Erfurt hat sich seit der Wende allerfeinst herausgeputzt. Ein Blick vom Turm der Ägidienkirche (Achtung: steile Stufen, eng) macht dies deutlich. Derzeit kämpft die Stadt darum, dass die historischen wie aktuellen Spuren jüdischen Lebens als Weltkulturerbe anerkannt werden. Lohnenswert ist ein Besuch der Alten Synagoge, die die Stürme der Zeiten überstanden hat.
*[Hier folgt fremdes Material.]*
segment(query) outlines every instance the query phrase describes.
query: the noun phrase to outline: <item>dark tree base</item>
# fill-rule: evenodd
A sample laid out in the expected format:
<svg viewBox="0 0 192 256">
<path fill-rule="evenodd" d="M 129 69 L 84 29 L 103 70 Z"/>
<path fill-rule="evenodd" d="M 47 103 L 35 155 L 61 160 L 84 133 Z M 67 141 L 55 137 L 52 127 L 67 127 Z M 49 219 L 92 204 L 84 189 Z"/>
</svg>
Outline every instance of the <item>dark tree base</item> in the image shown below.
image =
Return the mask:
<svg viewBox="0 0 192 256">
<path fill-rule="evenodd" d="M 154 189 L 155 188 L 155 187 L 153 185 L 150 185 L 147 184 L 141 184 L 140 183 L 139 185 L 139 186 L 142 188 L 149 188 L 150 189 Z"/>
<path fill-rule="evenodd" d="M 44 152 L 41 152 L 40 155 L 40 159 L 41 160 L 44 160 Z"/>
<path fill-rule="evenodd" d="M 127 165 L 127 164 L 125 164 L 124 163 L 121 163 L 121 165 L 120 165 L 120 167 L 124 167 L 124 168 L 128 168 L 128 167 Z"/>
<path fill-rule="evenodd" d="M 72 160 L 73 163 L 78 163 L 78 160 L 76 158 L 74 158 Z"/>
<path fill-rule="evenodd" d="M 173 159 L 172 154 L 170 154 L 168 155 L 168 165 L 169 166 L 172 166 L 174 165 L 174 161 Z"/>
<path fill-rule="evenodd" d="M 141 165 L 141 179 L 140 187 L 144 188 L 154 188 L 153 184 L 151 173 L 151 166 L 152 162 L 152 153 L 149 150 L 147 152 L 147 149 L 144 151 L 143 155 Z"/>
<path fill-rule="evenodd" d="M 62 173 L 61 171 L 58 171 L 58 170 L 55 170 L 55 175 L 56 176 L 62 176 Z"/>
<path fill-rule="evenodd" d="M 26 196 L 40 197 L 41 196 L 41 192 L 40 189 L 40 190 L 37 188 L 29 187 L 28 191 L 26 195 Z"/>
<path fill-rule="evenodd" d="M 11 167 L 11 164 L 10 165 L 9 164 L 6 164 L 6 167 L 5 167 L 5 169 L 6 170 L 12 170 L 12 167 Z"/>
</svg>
Nach dem Pogrom von 1349 wurde die Synagoge ein Lagerhaus, später eine Gaststätte mit Tanzsaal. Von den Nazis unentdeckt, ist sie heute ein Museum, das Teile des Erfurter Schatzes zeigt, ein Gold- und Silberfund, auf den man 1998 bei Bauarbeiten in der Nachbarschaft der Synagoge stieß. Der Schatz selbst stammt aus dem 14. Jahrhundert und wurde von reichen Juden vor ihrer Ermordung vergraben. Auch ein altes jüdisches Bad, eine Mikwe (direkt an der Krämerbrücke), wurde mehr oder weniger zufällig gefunden.

Thüringen hat auch kulinarisch einiges zu bietem

Zurück zu Essen und Trinken: Weil "lecker" zu Thüringen gehört wie der Kümmeläquator, bietet Thüringen-Tourismus eine ganze Reihe von kulinarischen Streifzügen, bei denen der Gast sich laben kann – vom Kloßseminar bis zur Küchenparty beim Gourmetkoch. Was der Kümmeläquator ist, lernt man dort auch. Nördlich des Rennsteigs kommt in die Bratwurst Kümmel, südlich nicht.

Ohne Kloß nix los: Thüringen und seine Kartoffelklöße sind bundesweit Kult. Die Thüringer Kloßwelt im Dorf Heichelheim im Weimarer Land erzählt im ersten und wahrscheinlich einzigen Kloßmuseum Deutschlands die köstliche Geschichte der runden Kugel. Zubereitet aus rohen und zerstampften Kartoffeln im Verhältnis 2:1 mit gerösteten Bröselwürfeln mittendrin schmeckt der echte Thüringer Kloß unverwechselbar. In Heichelheim kann man ihn im Kloß-Imbiss probieren und im Werksverkauf erwerben.

Nach so viel Kloß, Wurst, Kuchen und Schoko verlangen Geist und Magen nach einem Schnaps – und den gibt’s in Nordhausen am Harz. Dort ist der aus Roggen gebrannte (Doppel-)Korn zu Hause. Noch um 1900 prägten über 60 Brennereien das Bild der Stadt. Geblieben ist neben der noch produzierenden Brennerei (gehört heute zum Unternehmen Rotkäppchen) die als Museum ausgebaute Echte Nordhäuser Traditionsbrennerei. Ein Rundgang ist sehr zu empfehlen, ist überaus lehrreich, und munden tut’s auch.